The USA Wrestling Girls High School Development Committee recently recognized New York as the 37th state to host a sanctioned high school wrestling tournament for girls.

Foufas isn’t the only female wrestler in the Bellmore-Merrick Central High School District. Talia Robles, also of Mepham, and Gabriella Schechtman, of Kennedy High, are two more trailblazers, and all three competed in the Syracuse invitational on Jan. 27, alongside more than 200 other female wrestlers from across the state, 33 of them from Long Island.

Foufas placed first in the 114-pound weight class. 

“All of the girls were very good and strong,” she said of her competitors. “I was very impressed with everyone’s work ethic on the mat.”

She defeated the 10th-ranked wrestler in the nation in her weight class, 2-0, in the finals, scoring with just 16 seconds left in what was a highly anticipated and competitive match.

“We are extremely proud of Yianna for all she has accomplished,” Mepham coach Ken Richards said. “Yianna has worked tremendously hard in the wrestling room and in the off-season to get where she is today. It’s great to see hard work pay off.”

Foufas and Robles have competed in other girls-only tournaments in the past. In December 2021, they were the first female wrestlers in Mepham’s history to compete in an all-girls tournament, at Copiague High School.

Foufas previously told the Herald that she wasn’t always interested in sports. “In early elementary school, I sucked at all sports,” she recounted. “I was always the kid that got picked last — I did not want to be in sports at all.”

In an effort to make herself faster and stronger, she said, she started running and working out during recess. Toward the end of elementary school, she started to learn Brazilian jiu-jitsu and strength training. “I said to myself, ‘Hey, I’m pretty strong for a girl,’” Foufas recalled.

And it didn’t take long for her to discover her passion for wrestling. “I went from the kid who sucked at all sports to the girl wrestler,” she said. Before she wrestled at Mepham, she was on the Grand Avenue Middle School team.

Her win upstate isn’t going unnoticed in Bellmore-Merrick. The district’s athletic director, Eric Caballero, said that Foufas’s state title came in a sport that is one of the most difficult to compete in.
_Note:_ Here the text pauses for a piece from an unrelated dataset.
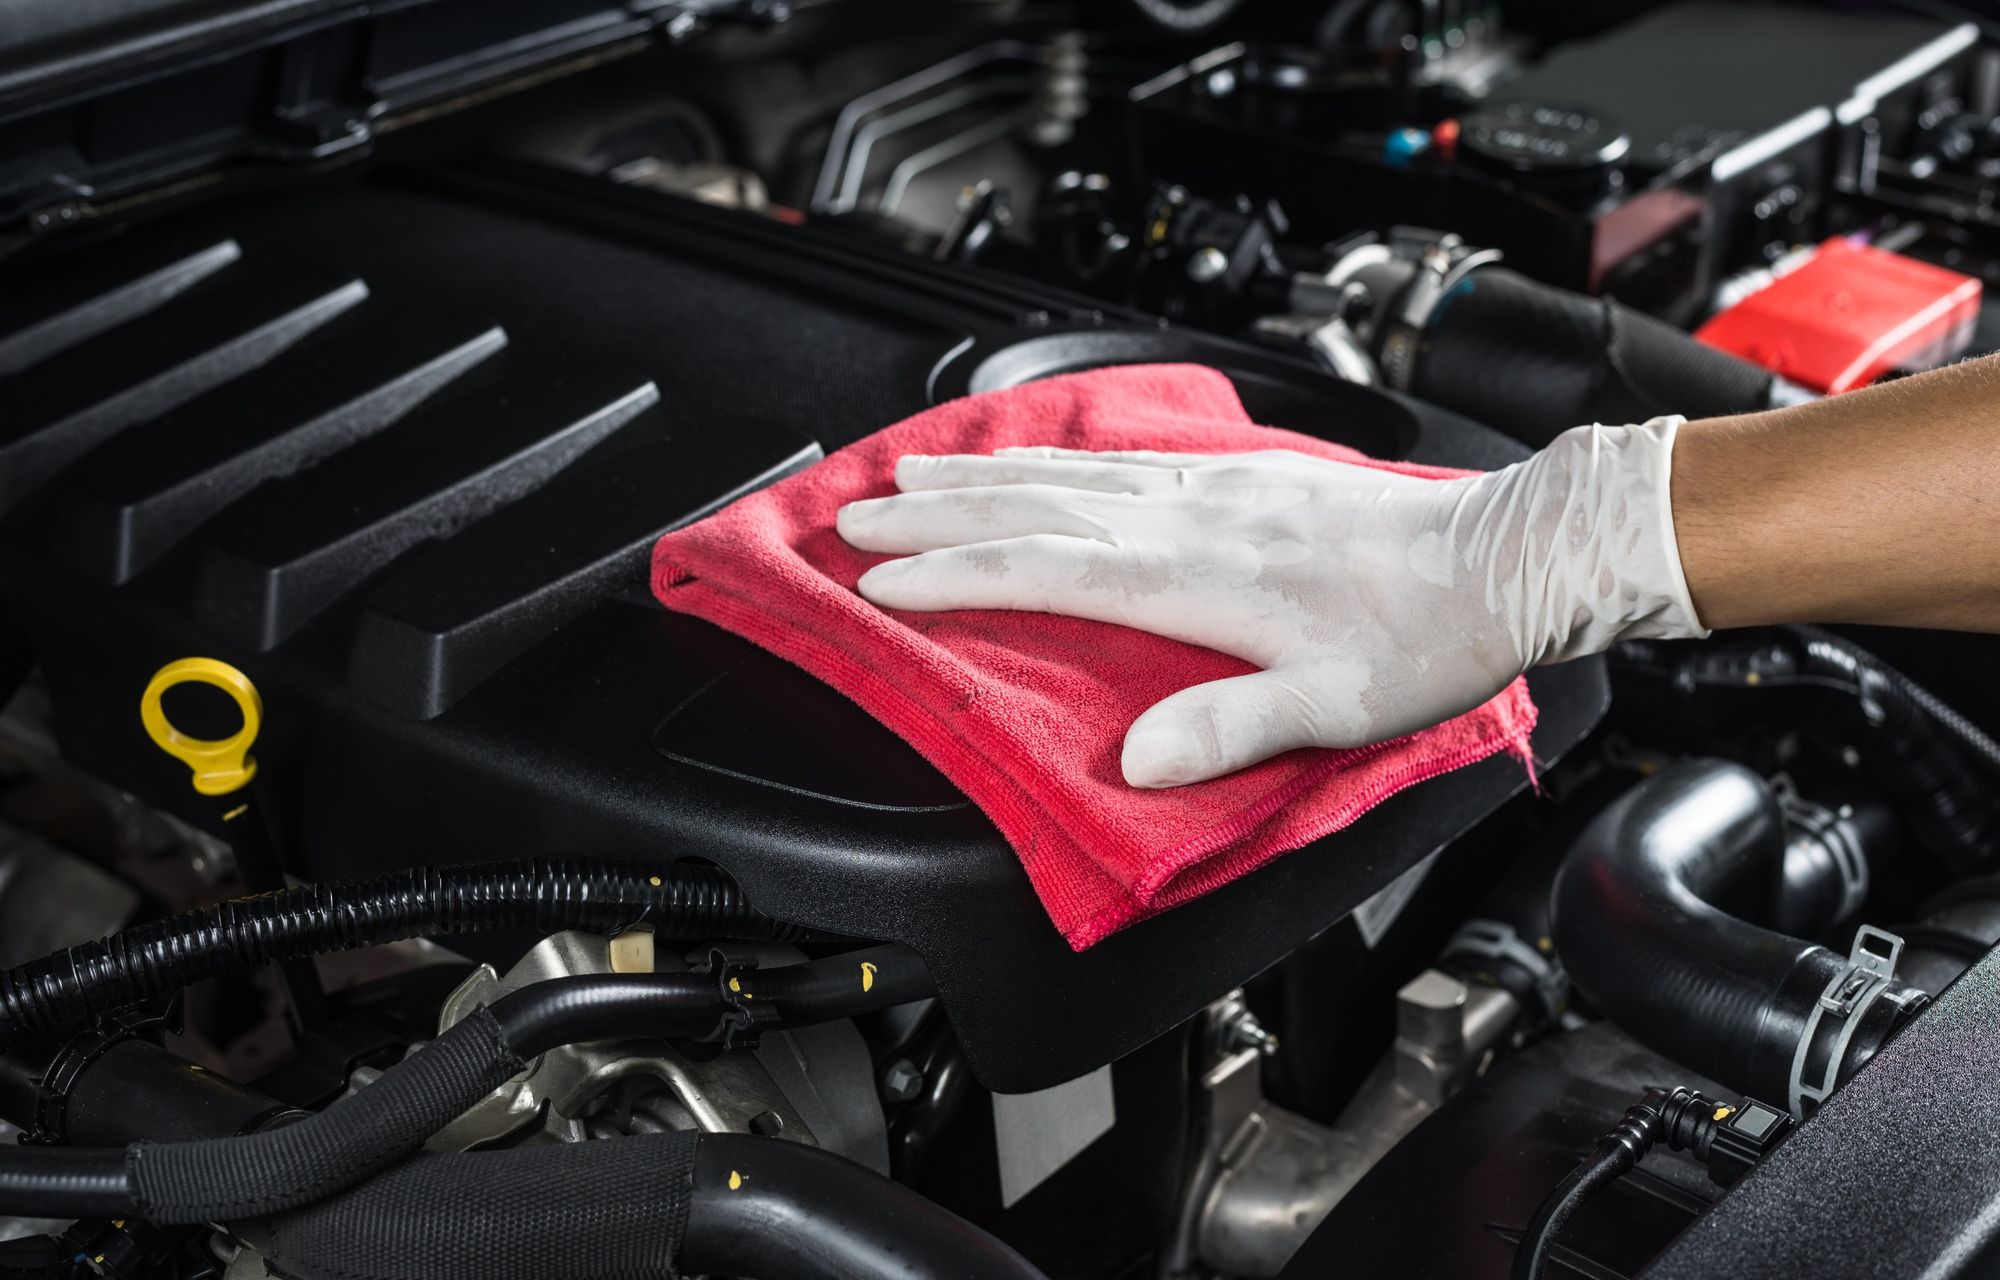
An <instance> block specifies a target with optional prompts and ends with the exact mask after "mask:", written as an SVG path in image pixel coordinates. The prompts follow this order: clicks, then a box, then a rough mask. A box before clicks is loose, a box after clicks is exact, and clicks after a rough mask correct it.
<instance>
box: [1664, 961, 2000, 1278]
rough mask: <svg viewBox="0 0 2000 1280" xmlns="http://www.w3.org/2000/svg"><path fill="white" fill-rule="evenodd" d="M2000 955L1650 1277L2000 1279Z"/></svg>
mask: <svg viewBox="0 0 2000 1280" xmlns="http://www.w3.org/2000/svg"><path fill="white" fill-rule="evenodd" d="M1996 1082H2000V952H1988V954H1986V958H1984V960H1980V962H1978V964H1974V966H1972V968H1968V970H1966V972H1964V974H1962V976H1960V978H1958V982H1954V984H1952V986H1948V988H1944V992H1942V994H1940V996H1938V1000H1936V1004H1932V1006H1930V1008H1928V1010H1924V1012H1922V1014H1920V1016H1918V1018H1916V1020H1914V1022H1912V1024H1910V1026H1908V1030H1904V1032H1902V1034H1900V1036H1898V1038H1896V1040H1892V1042H1890V1044H1888V1046H1886V1048H1884V1050H1882V1052H1878V1054H1876V1056H1874V1058H1872V1060H1870V1062H1868V1066H1864V1068H1862V1070H1860V1072H1858V1074H1856V1076H1854V1080H1850V1082H1848V1084H1846V1086H1842V1088H1840V1092H1836V1094H1834V1096H1832V1098H1828V1100H1826V1102H1824V1104H1822V1106H1820V1110H1818V1112H1816V1114H1814V1116H1812V1118H1810V1120H1806V1122H1804V1124H1802V1126H1800V1128H1798V1132H1794V1134H1792V1136H1790V1138H1786V1140H1784V1144H1782V1146H1778V1150H1774V1152H1772V1154H1770V1156H1766V1158H1764V1160H1762V1164H1758V1166H1756V1168H1754V1170H1752V1172H1750V1174H1748V1176H1746V1178H1744V1180H1742V1182H1740V1184H1736V1190H1732V1192H1730V1194H1728V1196H1726V1198H1724V1200H1722V1202H1720V1204H1716V1206H1714V1208H1712V1210H1710V1212H1708V1214H1704V1216H1702V1218H1698V1220H1696V1222H1694V1224H1692V1226H1690V1228H1688V1230H1686V1232H1684V1234H1682V1236H1680V1238H1678V1240H1676V1242H1674V1246H1672V1248H1670V1250H1666V1254H1664V1256H1662V1258H1660V1260H1658V1262H1654V1266H1652V1268H1650V1270H1648V1272H1646V1276H1648V1280H1698V1278H1700V1280H1706V1278H1710V1276H1732V1278H1734V1280H1794V1278H1796V1276H1812V1278H1814V1280H1864V1278H1866V1280H1890V1278H1902V1276H1972V1274H1976V1276H1990V1274H1992V1266H1994V1262H1996V1258H1994V1256H1992V1248H1994V1244H1996V1240H2000V1234H1996V1224H2000V1106H1994V1088H1996Z"/></svg>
“She’s always seeking the highest challenge,” Richards said. “She never stops moving, and is constantly looking for different ways to become a better wrestler and just become a stronger athlete in general.”
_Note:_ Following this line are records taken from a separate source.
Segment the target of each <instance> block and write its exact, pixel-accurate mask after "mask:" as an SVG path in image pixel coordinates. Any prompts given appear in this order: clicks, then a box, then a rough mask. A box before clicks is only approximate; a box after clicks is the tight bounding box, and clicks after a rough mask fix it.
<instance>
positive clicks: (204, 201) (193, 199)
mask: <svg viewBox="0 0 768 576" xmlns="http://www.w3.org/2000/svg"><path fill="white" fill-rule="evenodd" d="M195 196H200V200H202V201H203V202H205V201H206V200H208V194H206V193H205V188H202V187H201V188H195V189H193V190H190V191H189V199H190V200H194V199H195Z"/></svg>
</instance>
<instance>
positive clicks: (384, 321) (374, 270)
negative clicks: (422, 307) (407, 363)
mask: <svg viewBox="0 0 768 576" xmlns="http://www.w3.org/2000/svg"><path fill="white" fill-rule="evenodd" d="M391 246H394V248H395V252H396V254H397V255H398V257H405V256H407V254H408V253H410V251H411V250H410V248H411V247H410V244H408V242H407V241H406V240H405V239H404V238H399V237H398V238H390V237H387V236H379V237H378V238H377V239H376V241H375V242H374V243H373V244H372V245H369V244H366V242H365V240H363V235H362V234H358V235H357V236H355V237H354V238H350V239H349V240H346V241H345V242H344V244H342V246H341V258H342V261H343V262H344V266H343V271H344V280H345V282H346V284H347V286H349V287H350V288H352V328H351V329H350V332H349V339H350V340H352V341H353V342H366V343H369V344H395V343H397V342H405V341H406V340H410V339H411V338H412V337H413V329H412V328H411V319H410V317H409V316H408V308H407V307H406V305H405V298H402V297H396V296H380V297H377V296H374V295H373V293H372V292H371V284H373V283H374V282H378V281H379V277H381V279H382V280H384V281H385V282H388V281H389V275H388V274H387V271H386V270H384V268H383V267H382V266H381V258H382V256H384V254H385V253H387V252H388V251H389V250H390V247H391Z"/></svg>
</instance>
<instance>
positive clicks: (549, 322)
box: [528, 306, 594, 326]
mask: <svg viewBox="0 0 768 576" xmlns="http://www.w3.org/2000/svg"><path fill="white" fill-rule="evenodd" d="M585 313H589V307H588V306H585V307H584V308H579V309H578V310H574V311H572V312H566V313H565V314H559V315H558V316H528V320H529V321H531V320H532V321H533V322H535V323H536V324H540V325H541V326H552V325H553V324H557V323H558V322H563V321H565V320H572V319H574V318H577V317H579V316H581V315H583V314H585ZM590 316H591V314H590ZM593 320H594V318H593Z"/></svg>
Off the mat, Foufas said, she tends to be very shy, and focuses on her other passion: art. An avid artist with an interest in fashion design, she joked that her outside interests were “very different from wrestling.” For half of the school day, she attends the Long Island High School for the Arts.

Once on the mat, however, she said, she becomes more aggressive and feels like a different person. In addition to competing in all-girls tournaments, she has wrestled against boys as well. Wrestling, she said, is about breaking stereotypes.

“People always ask me how it is wrestling all boys, and what I say is that the moment you step on the mat, everyone is equal,” Foufas previously told the Herald. “The thing I love about it is that most people think all girls who wrestle are tomboys — it’s just a stereotype.”

Looking ahead, she said, she wants to pursue both of her passions, wrestling and art, in college. “If there’s any girl who’s looking into getting into a combat sport or a male-dominant sport and they’re afraid, I would like to tell them just to go for it,” Foufas said. “It could be the best thing that happens to them.

“There’s just something so magical about having your hand raised — it’s a hard sport, and I have a lot of respect for everyone in it.”